Channel Mixing: Squared ReLU Gating

class RWKVChannelMixer(nn.Module):
    def __init__(self, embed_dim, expand_factor=4):
        super().__init__()
        self.hidden_dim = embed_dim * expand_factor
        self.key = nn.Linear(embed_dim, self.hidden_dim, bias=False)
        self.receptance = nn.Linear(embed_dim, embed_dim, bias=False)
        self.value = nn.Linear(self.hidden_dim, embed_dim, bias=False)
        self.ln = nn.LayerNorm(embed_dim)

    def forward(self, x):
        x = self.ln(x)
        return torch.sigmoid(self.receptance(x)) * self.value(F.relu(self.key(x)) ** 2)

Squared ReLU ($\text{ReLU}(x)^2$) gives smoother gradients than standard ReLU while preserving sparsity.

The Complete RWKV Model

Stack the blocks, add weight tying between embedding and output head:

class RWKV(nn.Module):
    def __init__(self, vocab_size, embed_dim, num_layers, num_heads=1, expand_factor=4):
        super().__init__()
        self.embedding = nn.Embedding(vocab_size, embed_dim)
        self.blocks = nn.ModuleList([
            RWKVBlock(embed_dim, num_heads, expand_factor) for _ in range(num_layers)
        ])
        self.ln_out = nn.LayerNorm(embed_dim)
        self.head = nn.Linear(embed_dim, vocab_size, bias=False)
        # Weight tying (like Transformers)
        self.head.weight = self.embedding.weight

    def forward(self, x, states=None, use_recurrent=False):
        x = self.embedding(x)
        for i, block in enumerate(self.blocks):
            if use_recurrent:
                x, new_state = block(x, states[i], use_recurrent=True)
            else:
                x, _ = block(x)
        return self.head(self.ln_out(x)), states

Autoregressive Generation

Process the prompt in parallel, then switch to single-step recurrence for generation:

@torch.no_grad()
def generate(self, prompt_tokens, max_new_tokens, temperature=1.0):
    self.eval()
    context = prompt_tokens.clone()
    states = None

    # Process prompt in parallel for efficiency
    logits, _ = self(context, use_recurrent=False)
    logits = logits[:, -1, :]  # get last token logits

    for _ in range(max_new_tokens):
        next_token = torch.multinomial(
            F.softmax(logits / temperature, dim=-1), num_samples=1
        )
        context = torch.cat([context, next_token], dim=1)
        # Single recurrent step: O(1) memory
        logits, states = self(next_token.squeeze(1), states, use_recurrent=True)

    return context

Each new token after the prompt costs $O(1)$ memory -- no growing cache.

Implementation Pitfalls

Decay must be positive.
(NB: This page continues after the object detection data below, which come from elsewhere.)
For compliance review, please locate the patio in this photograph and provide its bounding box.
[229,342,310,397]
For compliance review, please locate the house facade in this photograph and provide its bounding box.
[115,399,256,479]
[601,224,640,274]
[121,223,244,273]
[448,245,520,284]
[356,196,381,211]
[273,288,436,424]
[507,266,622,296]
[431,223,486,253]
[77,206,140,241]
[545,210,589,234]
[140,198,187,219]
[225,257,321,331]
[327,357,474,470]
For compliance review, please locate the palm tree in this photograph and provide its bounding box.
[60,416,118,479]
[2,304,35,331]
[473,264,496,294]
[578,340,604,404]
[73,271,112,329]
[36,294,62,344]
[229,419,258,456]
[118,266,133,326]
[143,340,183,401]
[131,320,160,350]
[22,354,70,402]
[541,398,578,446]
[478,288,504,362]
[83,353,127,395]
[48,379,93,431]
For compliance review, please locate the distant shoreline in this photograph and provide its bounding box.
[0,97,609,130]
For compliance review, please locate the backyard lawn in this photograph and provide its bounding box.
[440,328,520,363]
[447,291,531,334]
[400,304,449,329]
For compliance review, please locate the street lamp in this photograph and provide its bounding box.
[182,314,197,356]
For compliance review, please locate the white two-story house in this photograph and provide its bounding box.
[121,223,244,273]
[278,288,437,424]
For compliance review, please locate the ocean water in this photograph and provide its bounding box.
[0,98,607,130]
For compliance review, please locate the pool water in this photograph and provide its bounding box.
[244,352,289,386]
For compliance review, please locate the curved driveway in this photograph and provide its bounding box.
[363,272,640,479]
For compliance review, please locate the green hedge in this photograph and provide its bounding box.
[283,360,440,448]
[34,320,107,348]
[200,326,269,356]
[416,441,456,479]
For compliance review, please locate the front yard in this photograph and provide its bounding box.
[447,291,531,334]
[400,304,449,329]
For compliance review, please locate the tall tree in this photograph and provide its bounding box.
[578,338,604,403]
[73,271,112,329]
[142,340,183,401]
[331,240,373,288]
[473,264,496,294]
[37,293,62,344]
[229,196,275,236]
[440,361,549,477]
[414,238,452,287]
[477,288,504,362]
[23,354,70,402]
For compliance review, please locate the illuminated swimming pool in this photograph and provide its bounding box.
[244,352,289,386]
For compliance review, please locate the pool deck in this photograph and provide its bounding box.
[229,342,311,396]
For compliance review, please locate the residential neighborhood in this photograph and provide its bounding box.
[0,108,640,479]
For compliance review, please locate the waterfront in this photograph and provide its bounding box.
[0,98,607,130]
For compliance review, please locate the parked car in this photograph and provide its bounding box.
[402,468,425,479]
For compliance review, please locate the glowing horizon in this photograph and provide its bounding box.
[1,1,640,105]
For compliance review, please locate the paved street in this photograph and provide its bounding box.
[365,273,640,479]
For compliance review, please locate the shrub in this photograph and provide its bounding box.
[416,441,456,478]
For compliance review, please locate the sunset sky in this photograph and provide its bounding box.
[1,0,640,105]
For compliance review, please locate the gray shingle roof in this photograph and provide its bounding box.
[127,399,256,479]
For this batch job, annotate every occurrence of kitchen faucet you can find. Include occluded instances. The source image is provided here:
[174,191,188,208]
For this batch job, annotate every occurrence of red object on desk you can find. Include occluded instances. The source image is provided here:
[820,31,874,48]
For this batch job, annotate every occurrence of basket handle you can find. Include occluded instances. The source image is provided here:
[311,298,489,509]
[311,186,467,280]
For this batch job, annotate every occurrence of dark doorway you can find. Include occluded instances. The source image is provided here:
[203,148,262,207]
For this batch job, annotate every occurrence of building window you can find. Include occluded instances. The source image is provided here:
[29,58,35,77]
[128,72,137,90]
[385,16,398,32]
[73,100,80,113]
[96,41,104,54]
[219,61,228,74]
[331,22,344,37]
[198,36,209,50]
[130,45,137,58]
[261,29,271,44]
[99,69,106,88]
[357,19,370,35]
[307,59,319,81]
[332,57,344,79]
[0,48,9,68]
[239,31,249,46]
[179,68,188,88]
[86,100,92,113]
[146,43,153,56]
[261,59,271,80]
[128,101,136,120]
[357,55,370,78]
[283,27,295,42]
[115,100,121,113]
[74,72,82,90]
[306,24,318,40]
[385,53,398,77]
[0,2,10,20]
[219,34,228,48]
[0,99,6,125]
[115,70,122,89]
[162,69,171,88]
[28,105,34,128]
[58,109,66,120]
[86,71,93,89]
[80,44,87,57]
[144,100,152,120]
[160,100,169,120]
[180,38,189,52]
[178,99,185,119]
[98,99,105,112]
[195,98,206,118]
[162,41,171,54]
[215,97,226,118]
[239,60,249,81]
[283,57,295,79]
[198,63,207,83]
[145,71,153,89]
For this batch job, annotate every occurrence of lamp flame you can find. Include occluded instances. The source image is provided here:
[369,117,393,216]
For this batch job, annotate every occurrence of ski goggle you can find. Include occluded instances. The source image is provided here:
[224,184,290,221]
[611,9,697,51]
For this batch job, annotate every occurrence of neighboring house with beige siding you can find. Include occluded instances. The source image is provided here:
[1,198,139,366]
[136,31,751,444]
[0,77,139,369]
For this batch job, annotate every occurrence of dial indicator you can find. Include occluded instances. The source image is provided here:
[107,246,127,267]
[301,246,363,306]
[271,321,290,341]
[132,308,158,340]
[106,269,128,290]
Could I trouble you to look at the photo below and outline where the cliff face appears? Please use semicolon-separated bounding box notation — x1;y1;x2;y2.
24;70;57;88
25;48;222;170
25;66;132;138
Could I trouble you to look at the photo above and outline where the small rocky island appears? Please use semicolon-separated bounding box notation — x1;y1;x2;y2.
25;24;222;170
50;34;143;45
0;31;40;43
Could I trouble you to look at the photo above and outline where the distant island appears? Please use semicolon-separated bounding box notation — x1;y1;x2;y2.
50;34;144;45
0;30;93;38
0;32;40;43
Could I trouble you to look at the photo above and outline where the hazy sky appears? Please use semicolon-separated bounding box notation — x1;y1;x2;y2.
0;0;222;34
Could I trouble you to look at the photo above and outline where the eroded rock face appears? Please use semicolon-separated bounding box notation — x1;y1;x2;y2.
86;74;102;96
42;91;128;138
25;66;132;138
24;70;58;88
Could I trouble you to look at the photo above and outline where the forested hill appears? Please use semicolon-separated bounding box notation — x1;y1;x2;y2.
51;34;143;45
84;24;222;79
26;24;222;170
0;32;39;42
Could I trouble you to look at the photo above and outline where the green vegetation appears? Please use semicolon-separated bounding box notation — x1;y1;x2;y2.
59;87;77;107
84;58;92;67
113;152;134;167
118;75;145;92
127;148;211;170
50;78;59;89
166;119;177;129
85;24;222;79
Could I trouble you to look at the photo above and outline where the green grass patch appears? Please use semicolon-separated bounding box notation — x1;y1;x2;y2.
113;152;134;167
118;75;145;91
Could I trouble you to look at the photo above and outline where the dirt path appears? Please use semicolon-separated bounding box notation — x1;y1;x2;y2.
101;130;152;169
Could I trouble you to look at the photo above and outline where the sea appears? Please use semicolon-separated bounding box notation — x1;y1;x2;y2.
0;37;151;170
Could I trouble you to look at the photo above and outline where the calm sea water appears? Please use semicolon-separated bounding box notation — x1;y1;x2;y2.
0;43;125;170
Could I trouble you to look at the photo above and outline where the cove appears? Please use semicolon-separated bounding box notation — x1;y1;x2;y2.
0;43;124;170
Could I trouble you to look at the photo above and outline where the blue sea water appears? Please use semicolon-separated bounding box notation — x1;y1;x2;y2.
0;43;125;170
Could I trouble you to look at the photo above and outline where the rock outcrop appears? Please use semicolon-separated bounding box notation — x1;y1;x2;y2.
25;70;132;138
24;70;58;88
Parameterize $w$ through sigmoid to keep it in $(0, 1)$.
Time-first initialization matters. Set $u = 1.0$ (so $\sigma(u) \approx 0.73$) to bias toward the current token.
Gradient clipping is not optional. Without clipping at norm 1.0, early training often diverges.
Zero-initialize state. The recurrent state starts at zero, representing no prior context.